Credito d’imposta per sanificazione ambienti

In corrispondenza dell’emergenza sanitaria è stato previsto un credito d’imposta per le spese di sanificazione degli ambienti di lavoro

In considerazione di una sempre più chiacchierata “fase 2”, che potrebbe consentire una lenta e graduale ripartenza del nostro paese, è doveroso ricordare che è stato introdotto un nuovo credito d’imposta dedicato alla sanificazione.

L’Agenzia delle Entrate, infatti, ha pubblicato una Circolare importante per definire dettagliatamente quali sono gli ambiti applicativi riferiti alle spese ammesse al credito d’imposta per interventi di sanificazione degli ambienti di lavoro.
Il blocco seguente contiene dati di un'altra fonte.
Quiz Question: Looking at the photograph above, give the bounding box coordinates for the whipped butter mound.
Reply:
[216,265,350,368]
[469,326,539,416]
In primo luogo l’articolo 64, al comma 1, della circolare numero 9 del 13 aprile 2020 -stabilisce quanto segue:

1. Allo scopo di incentivare la sanificazione degli ambienti di lavoro, quale misura di contenimento del contagio del virus COVID-19, ai soggetti esercenti attività d’impresa, arte o professione è riconosciuto, per il periodo d’imposta 2020, un credito d’imposta, nella misura del 50 per cento delle spese di sanificazione degli ambienti e degli strumenti di lavoro sostenute e documentate fino ad un massimo di 20.000 euro per ciascun beneficiario, nel limite complessivo massimo di 50 milioni di euro per l’anno 2020.

A quanto ammonta l’entità del credito d’imposta?

Il credito di imposta ammonta pertanto:

  • alla misura pari al 50% delle spese ammissibili sostenute nel periodo d’imposta 2020;
  • fino ad un massimo di 20.000 euro di credito d’imposta spettante per ciascun beneficiario;
  • nel limite complessivo di spesa pari a 50 milioni di euro per il 2020.

A chi è rivolto

Questo incentivo è rivolto in particolare a soggetti esercenti attività d’impresa, arte o professione, pertanto a tutti quei datori di lavoro che sono tenuti a garantire la salubrità dei locali e degli strumenti di lavoro.

Gli obiettivi di tale misura sono in sintesi:

  • Incentivare la salubrità degli ambienti dove viene svolta l’attività lavorativa a vantaggio quindi del datore di lavoro e di tutti i dipendenti e collaboratori;
  • non gravare sulle finanze delle imprese che, a causa dell’emergenza sanitaria, devono fare i conti con la riduzione del volume di affari;
  • garantire che gli ambienti lavorativi e gli strumenti utilizzati dai dipendenti siano costantemente oggetto di sanificazione, così da contenere il contagio da Covid-19.

Quali sono le spese agevolabili?

Nel complesso sono agevolabili le spese per attività di sanificazione che riguardano:

  • La sanificazione degli ambienti di lavoro;
  • la sanificazione degli strumenti di lavoro;
  • l’acquisto di dispositivi di protezione individuale dei lavoratori;
  • l’acquisto di altri dispositivi di sicurezza per i lavoratori.

Per quali dispositivi di sicurezza sono perciò ammesse spese detraibili?

La Circolare pubblicata dall’Agenzia delle Entrate fornisce ulteriori dettagli rispetto a quanto pubblicato qualche giorno fa dal Mise, specificando che sono ammesse spese relative all’acquisto di dispositivi di protezione individuale, quali ad esempio:

  • mascherine chirurgiche;
  • Ffp2 e Ffp3;
  • guanti;
  • visiere di protezione e occhiali protettivi;
  • tute di protezione;
  • calzari.

Sono inoltre ammesse spese destinate all’acquisto e l’installazione di altri dispositivi di sicurezza in azienda, atti a proteggere i lavoratori dall’esposizione accidentale ad agenti biologici o a garantire la distanza di sicurezza interpersonale (quali, ad esempio, barriere e pannelli protettivi). Sono infine compresi il detergente mani e i disinfettanti.

In conclusione tale misura fa perciò parte di quel processo di disposizioni di sicurezza messe in atto nelle ultime settimane per limitare al massimo il contagio da Coronavirus.